⚡️ What robots.txt does and does not
The famous robots.txt file - explanation
The robots.txt
file is a simple text file used by websites to give instructions to web crawlers or search engine robots about which pages or files on their website can and cannot be crawled or indexed. This file plays an important role in the field of search engine optimization (SEO) and website management.
Important features of the robots.txt
- Storage location: The
robots.txt
file must be stored in the root directory of the website, i.e. atwww.yourwebsite.com/robots.txt
. It is recommended to store the sitemap.xml in the same directory. - Syntax: The file has a simple syntax and consists of a set of rules that web crawlers should follow.
Basic structure of a robots.txt
The robots.txt
file consists of one or more groups of rules. Each group begins with a User-agent
line and is followed by one or more Disallow
or Allow
lines.
Example of a simple robots.txt
User-agent: *
Disallow: /private/
Disallow: /tmp/
Allow: /public/
- User-agent: Specifies which web crawler the following rules apply to. The asterisk
*
means that the rules apply to all crawlers. -
Disallow: Specifies which directories or files stored on the server may not be crawled.

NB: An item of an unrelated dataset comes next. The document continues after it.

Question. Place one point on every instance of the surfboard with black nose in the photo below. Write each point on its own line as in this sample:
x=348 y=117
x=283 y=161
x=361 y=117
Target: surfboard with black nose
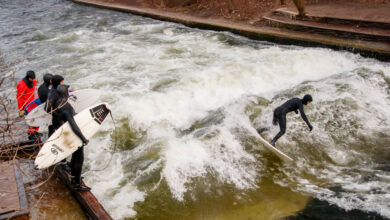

- Allow: Specifies which directories or files may be crawled despite a disallow command (important for user-owned files in an otherwise blocked directory).
Examples and applications
- Block all crawlers:
User-agent: * Disallow: /
This prevents all web crawlers from indexing any part of the website.
- Block only specific areas:
User-agent: * Disallow: /admin/ Disallow: /private/
- Block specific crawlers:
User-agent: Googlebot Disallow: /no-google/ User-agent: Bingbot Disallow: /no-bing/
- Allow specific file:
User-agent: * Disallow: /files/ Allow: /files/special-file.txt
Important considerations
- robots.txt is just a guideline: Search engines are not required to follow the instructions in the
robots.txt
and some crawlers ignore them completely. - Security considerations: The
robots.txt
file should not be used to lock down sensitive information, as it is publicly available and can be viewed by anyone. - Search engine indexing: While
robots.txt
provides instructions on whether pages can be crawled, it does not directly affect the indexing of pages that have already been crawled. This requires HTML tags such as<meta name="robots" content="noindex">
.
Conclusion
The robots.txt
file is a useful tool for controlling how web crawlers interact with your website. It helps reduce the load on the server, which is usually configured in PHP, by preventing irrelevant or private areas of the website from being crawled. Despite its simplicity, it is an important part of website optimization and management.